シンタロー成り代わりエネオス2
成主視点
今まで、わたしとエネの間にある、「画面」という壁を邪魔だと思ったことは、何度もある。エネは電子機器の中でしか生きられないと言う事は、頭では分かっているのだけれど、それでも
わたしは彼に触れたいと思うのだ。
エネは人間ではない。人造人間?とでもいうのだろうか。少し前に、「俺は不死身なので、死ぬことはありません。」なんてことを言っていた気がする。その時のエネの顔は、どこか傷ついたような、苦しそうな、そんな顔をしていた。でも、いくら不死身と言えど、風邪を引いたりもするようだ。まあ、エネが風邪を引いた日には何故かわたしのPCが悲鳴を上げるのだけれど。
そんな事を思いながらふとエネに視線を向けると、少し顔色が悪かったのでぎょっとした。
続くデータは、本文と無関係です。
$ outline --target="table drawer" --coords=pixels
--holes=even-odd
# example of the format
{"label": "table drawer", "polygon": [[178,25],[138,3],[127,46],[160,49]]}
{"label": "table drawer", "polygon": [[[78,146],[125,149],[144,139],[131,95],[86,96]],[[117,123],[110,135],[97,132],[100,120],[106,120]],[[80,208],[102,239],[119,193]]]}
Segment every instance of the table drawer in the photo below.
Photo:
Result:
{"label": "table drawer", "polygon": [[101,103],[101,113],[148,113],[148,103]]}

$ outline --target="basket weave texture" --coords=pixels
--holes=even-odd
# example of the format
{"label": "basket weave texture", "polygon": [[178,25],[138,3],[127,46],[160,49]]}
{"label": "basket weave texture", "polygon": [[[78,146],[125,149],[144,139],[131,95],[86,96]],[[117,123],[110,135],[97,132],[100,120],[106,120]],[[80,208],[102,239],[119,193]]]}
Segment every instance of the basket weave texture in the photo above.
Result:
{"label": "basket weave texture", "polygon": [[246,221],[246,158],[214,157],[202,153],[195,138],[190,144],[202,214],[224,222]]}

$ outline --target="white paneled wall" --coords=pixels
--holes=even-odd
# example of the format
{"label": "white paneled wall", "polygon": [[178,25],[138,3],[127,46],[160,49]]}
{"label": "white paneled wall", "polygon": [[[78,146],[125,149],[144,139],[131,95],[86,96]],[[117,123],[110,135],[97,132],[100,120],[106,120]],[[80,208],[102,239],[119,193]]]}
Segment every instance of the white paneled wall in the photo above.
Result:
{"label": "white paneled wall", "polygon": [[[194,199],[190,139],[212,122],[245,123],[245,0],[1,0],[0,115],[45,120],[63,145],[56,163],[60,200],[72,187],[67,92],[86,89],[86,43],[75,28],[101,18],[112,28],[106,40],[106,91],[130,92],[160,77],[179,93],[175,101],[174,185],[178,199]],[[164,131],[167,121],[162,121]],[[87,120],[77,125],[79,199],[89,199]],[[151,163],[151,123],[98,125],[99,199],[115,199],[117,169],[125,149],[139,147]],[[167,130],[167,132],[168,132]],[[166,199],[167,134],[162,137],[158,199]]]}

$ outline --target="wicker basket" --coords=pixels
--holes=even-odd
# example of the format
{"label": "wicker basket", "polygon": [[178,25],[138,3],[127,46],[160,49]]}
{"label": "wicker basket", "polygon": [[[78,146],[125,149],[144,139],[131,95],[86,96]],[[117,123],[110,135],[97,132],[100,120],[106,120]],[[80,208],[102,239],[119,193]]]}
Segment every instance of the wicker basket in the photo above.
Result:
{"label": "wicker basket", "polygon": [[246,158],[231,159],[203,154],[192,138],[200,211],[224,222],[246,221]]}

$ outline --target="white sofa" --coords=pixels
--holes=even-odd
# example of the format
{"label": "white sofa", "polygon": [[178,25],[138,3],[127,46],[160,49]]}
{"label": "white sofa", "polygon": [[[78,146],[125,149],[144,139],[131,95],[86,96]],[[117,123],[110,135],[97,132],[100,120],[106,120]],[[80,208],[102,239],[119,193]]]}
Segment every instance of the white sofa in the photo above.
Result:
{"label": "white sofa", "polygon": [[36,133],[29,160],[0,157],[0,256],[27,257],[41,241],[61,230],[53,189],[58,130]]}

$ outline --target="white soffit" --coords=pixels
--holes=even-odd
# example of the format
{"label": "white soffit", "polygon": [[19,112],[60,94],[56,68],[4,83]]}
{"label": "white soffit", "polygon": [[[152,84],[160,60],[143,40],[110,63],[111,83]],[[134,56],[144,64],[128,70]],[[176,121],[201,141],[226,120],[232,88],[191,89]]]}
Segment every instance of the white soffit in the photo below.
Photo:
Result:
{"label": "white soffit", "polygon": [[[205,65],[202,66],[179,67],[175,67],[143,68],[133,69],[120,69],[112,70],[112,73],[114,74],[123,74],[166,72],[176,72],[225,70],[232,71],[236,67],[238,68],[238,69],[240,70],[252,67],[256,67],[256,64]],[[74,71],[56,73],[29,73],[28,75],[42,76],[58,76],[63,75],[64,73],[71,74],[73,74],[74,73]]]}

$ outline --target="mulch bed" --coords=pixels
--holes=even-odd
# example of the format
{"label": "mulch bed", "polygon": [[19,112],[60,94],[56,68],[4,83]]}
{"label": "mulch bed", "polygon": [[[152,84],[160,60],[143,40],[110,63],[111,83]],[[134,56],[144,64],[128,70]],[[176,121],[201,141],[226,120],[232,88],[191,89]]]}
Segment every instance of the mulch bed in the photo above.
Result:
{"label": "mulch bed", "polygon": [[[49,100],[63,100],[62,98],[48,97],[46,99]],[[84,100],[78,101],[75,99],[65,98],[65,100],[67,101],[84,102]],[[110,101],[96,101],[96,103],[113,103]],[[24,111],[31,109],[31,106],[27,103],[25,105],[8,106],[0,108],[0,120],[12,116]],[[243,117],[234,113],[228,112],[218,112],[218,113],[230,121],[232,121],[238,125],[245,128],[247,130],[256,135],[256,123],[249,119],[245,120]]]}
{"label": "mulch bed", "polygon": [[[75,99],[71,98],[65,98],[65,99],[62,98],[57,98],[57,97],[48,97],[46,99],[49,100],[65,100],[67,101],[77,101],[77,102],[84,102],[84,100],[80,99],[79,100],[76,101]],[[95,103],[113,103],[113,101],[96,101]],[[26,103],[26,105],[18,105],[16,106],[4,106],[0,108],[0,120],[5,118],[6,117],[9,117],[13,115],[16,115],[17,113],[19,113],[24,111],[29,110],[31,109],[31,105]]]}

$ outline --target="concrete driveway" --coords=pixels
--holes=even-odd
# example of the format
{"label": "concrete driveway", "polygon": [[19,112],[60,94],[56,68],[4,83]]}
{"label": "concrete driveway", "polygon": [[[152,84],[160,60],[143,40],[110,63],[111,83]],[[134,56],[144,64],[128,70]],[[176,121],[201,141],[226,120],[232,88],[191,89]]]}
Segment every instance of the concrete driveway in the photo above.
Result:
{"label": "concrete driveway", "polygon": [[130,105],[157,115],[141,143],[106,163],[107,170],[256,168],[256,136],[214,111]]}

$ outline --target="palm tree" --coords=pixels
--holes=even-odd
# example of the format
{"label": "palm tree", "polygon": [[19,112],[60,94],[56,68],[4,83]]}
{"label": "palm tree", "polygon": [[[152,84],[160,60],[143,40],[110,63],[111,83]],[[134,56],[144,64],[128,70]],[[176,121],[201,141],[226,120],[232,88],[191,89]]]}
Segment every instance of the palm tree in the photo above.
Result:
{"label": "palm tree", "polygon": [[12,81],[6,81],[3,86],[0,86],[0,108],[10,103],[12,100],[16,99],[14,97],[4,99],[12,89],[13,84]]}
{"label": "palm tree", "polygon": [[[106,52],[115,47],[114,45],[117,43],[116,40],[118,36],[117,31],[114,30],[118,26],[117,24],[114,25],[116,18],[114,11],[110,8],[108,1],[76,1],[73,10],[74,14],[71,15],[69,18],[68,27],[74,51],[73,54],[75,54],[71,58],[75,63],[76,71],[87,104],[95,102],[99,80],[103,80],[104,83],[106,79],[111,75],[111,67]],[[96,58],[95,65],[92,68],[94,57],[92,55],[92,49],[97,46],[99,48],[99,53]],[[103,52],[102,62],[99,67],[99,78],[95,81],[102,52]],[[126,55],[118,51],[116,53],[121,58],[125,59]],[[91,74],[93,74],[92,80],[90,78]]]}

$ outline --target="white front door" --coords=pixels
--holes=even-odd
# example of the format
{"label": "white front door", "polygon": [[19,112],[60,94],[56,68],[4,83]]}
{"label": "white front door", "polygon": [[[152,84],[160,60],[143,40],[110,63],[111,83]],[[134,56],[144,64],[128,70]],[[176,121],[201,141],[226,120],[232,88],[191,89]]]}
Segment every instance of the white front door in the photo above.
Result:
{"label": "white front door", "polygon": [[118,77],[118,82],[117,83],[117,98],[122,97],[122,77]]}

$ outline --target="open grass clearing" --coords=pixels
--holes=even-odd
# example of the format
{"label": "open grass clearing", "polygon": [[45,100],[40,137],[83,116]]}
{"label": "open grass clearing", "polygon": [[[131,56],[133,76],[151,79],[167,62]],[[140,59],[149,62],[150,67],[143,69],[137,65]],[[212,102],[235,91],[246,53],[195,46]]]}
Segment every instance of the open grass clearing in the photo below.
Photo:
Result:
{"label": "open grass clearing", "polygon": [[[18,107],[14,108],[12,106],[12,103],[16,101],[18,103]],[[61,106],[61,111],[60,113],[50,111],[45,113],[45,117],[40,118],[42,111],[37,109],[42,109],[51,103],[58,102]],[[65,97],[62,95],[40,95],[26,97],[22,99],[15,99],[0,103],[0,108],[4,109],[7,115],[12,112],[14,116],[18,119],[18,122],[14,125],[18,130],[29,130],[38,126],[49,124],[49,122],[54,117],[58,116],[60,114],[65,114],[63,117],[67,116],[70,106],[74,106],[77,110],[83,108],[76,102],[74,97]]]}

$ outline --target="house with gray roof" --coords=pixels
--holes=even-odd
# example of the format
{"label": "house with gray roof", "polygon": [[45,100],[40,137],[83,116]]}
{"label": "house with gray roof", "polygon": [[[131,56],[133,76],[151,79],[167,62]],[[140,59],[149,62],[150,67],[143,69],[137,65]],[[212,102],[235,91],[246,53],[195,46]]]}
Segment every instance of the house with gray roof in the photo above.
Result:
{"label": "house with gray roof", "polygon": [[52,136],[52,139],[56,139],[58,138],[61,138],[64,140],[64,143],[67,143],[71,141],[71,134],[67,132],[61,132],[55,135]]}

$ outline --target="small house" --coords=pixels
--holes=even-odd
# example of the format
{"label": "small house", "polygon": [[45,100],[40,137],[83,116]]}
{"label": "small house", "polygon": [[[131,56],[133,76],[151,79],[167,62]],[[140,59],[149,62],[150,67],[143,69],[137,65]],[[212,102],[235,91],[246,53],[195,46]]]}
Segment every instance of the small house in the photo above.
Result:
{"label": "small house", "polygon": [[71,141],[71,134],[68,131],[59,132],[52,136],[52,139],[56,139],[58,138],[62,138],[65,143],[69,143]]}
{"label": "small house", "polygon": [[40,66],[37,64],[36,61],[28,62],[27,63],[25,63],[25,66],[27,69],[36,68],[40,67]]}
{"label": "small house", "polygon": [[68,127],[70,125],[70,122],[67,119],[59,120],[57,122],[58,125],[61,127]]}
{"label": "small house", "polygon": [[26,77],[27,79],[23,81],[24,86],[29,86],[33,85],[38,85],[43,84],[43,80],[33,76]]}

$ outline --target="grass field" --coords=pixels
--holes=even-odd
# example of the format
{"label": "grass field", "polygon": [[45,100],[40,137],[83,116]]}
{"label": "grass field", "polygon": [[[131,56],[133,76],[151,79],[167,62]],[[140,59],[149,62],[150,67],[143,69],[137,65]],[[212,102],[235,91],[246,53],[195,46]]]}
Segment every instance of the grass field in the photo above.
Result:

「エネ、大丈夫なの?さっきから顔色悪いけど、風邪でもひいてるんじゃあ」
「これくらいすぐ治りますよ。平気です。」
「…そう、ならいいけど…。無理しないでね」
「はい。」
飄々とそう答えるエネに少し、苦笑いが零れた。
エネ、本当に隠すの上手だなあ。
尊敬するわ、なんて。
「…ご主人、少し過保護じゃありませんか?」
「そんなことないよ。エネはわたしの大事な、」
そこまで言って、言葉を止める。
エネはわたしの大事な?大事な、なに?今私は何を言おうとしたの?ぐるぐると一瞬にして頭を駆け巡る疑問に、首を傾げた。あれ、あれれ?いつもみたいに答えが出てこないんだけど、どういうこと?こんな時には出てこないなんて、使えない能力だこと。
あ、でも、普段言わないことを言ってみようか。
「…エネ」
「なんでしょう」
「いつもありがとう。エネがわたしのところに来てくれて、わたし本当に嬉しいよ」
エネは心底驚いた。という顔をした。わたしが普段素直にものを言わないから、反応に困ってるんだろうなあ。あわあわとしているエネに、なんだか胸の奥があったかくなってきて、自然と頬が緩む。じんわりと頬が色付いてきたエネに「あれ、照れてる?」と聞くと、素っ気なく「照れてませーんよー」と返ってきた。可愛いんだから、もう。
「うっそだあ」
今まで、エネとわたしの間にある、「画面」という壁を邪魔だと思ったことは何度もある。
「エーネ」
「…何ですか」
何度も何度も、思ったことはあったのだけれど
「大好き」
そう言ったら、耳まで真っ赤にする君が愛おしくて
今、本当に君とわたしの間にある壁を取り除きたいと思ったよ。